The committee also found, that the Lost Creek Church, by its delegates, adopted the following resolution, at an association held in Ritchie County, Va., Sept. 1854:
"That we regard American Slavery as a sin of great magnitude in the sight of God, and a flagrant violation of the rights of our fellow men, and that it is our duty to use all of our influence against it."
From these and other facts before them, the committee came to the following conclusions:
1st. That the relation of master and slave does not exist in the Lost Creek Church, in the proper sense of the phrase, and only technically, and that the church is not justly chargeable with sustaining slavery.

2nd. That we deeply regret the acrimonious spirit, and the personal reflections and accusations, made against brethren, in the discussion had upon the subject in the denominational paper.

3rd. With regard to the resolution of the North-Western Association, we think the language used is stronger than the facts warrant, and that the regret expressed by that association results from the manner in which the subject has been discussed, more than from the existence of slavery itself.

W. B. MAXSON,
J. BAILEY.
The Lost Creek church, however, felt that the ongoing investigation was inquisitorial and withdrew its application. It wasn't until 1881 that all was resolved.

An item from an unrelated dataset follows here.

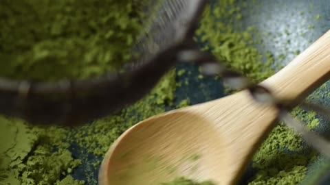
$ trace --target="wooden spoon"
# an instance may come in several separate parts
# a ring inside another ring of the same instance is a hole
[[[330,77],[330,31],[261,84],[278,98],[305,97]],[[144,120],[111,147],[101,185],[159,185],[178,176],[237,182],[278,110],[247,90]]]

Corliss Fitz Randolph notes that of all the Seventh Day Baptists in West Virginia, only two fought for the Confederacy while every church contributed volunteers to the Federal forces [one of my Bond great great uncles among them].

Lynn FitzRandolph, in his most recent communication:
The wisdom that I glean from reading the accounts of this controversy is the realization that it is possible to become so emotionally invested in a moral issue that one becomes blinded to goodness, presented in this case in the form of the Good Samaritan “slave owner” and his local church — acting morally and openly in violation of local (Virginia) customs. This realization, I believe, is an appropriate and constructive epitaph to the controversy.